Code walkthru

Jul 13, 2011 at 2:45 PM

Hi everyone,

New member here!  I am going to download the codebase and discuss it a little here. 

Jul 13, 2011 at 5:38 PM

Tutorial on PInvoke

http://msdn.microsoft.com/en-us/library/aa288468%28v=vs.71%29.aspx

Jul 18, 2011 at 6:46 PM

Chris Smith's book "Programming F#" covers P/Invoke too on page 365-367.

Jul 18, 2011 at 7:02 PM

F# will make calls thru P/Invoke to LAPACK which is written on BLAS which is optimized for the platform.

http://www.netlib.org/lapack/lug/

Jul 18, 2011 at 8:11 PM

 

lapack_base.fs is the main user Application Program Interface (API).  It uses F# Power Pack's Microsoft.FSharp.Math matrix and vector extensively. 

The lapack_bas.fs API wraps the existing LAPACK API, but how completely I am not sure.  Let's answer that question here.

LAPACK divides its functions into three types: drivers, computational, auxilary.  http://www.netlib.org/lapack/lug/node22.html

LAPACK handles 4 types of data primitives :

S REAL
D DOUBLE PRECISION
C COMPLEX
Z COMPLEX*16 or DOUBLE COMPLEX

But lapack_base.fs seems to ignore all but double.  Thus all the functions begin with "d".  It seems that complex numbers are not handled by lapack_base.  Microsoft.FSharp.Math.Complex exists, so MathProvider could handle complex someday.

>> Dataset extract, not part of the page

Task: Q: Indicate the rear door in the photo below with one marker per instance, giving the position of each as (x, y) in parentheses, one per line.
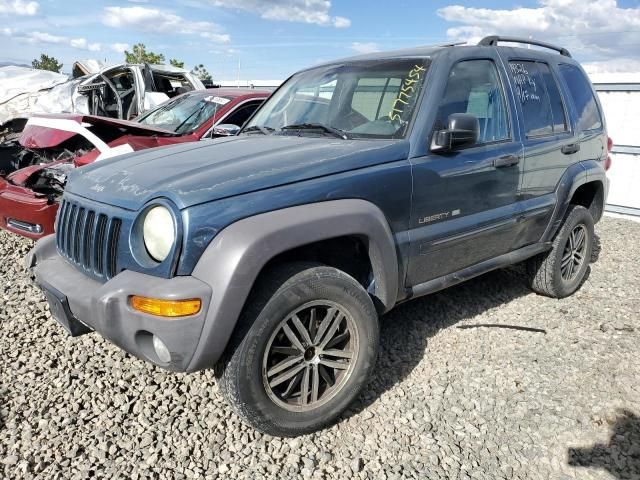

LAPACK handles these types of matrices:

BD bidiagonal
DI diagonal
GB general band
GE general (i.e., unsymmetric, in some cases rectangular)
GG general matrices, generalized problem (i.e., a pair of general matrices)
GT general tridiagonal
HB (complex) Hermitian band
HE (complex) Hermitian
HG upper Hessenberg matrix, generalized problem (i.e a Hessenberg and a
  triangular matrix)
HP (complex) Hermitian, packed storage
HS upper Hessenberg
OP (real) orthogonal, packed storage
OR (real) orthogonal
PB symmetric or Hermitian positive definite band
PO symmetric or Hermitian positive definite
PP symmetric or Hermitian positive definite, packed storage
PT symmetric or Hermitian positive definite tridiagonal
SB (real) symmetric band
SP symmetric, packed storage
ST (real) symmetric tridiagonal
SY symmetric
TB triangular band
TG triangular matrices, generalized problem (i.e., a pair of triangular matrices)
TP triangular, packed storage
TR triangular (or in some cases quasi-triangular)
TZ trapezoidal
UN (complex) unitary
UP (complex) unitary, packed storage

lapack_base.fs exposes the following subset: GE,PO,TR,SY,GG

Let's look at the drivers (high level functions).  LAPACK has these:

Linear Equations Driver

     SV  Simple

    SVX Expert

lapack_base.fs exposes: SV

Least Squares Driver

    LS Least Squares

    LSE Least Squares Equality-constrained

    GLM General Linear Model

lapack_base.fs exposes: LS, LSE

EigenValue/Vector Driver

    EV Computes eigenvalues and eigenvalues simply

    EVX Computes eigenvectors and eigenvalues expertly

    EVD Divide and conquer

    EVR Relatively Robust Representation

    ES Schur factorization

lapack_base.fs exposes EV

Singular Value Decomposition

    SVD Simple Singular Value Decomposition

    SDD Improved SVD

lapack_base.fs exposes: SVD, SDD

There are a few more areas to cover, but...

To conclude: lapack_base.fs exposes about one-half of the calls of LAPACK (no doubt the most important ones!).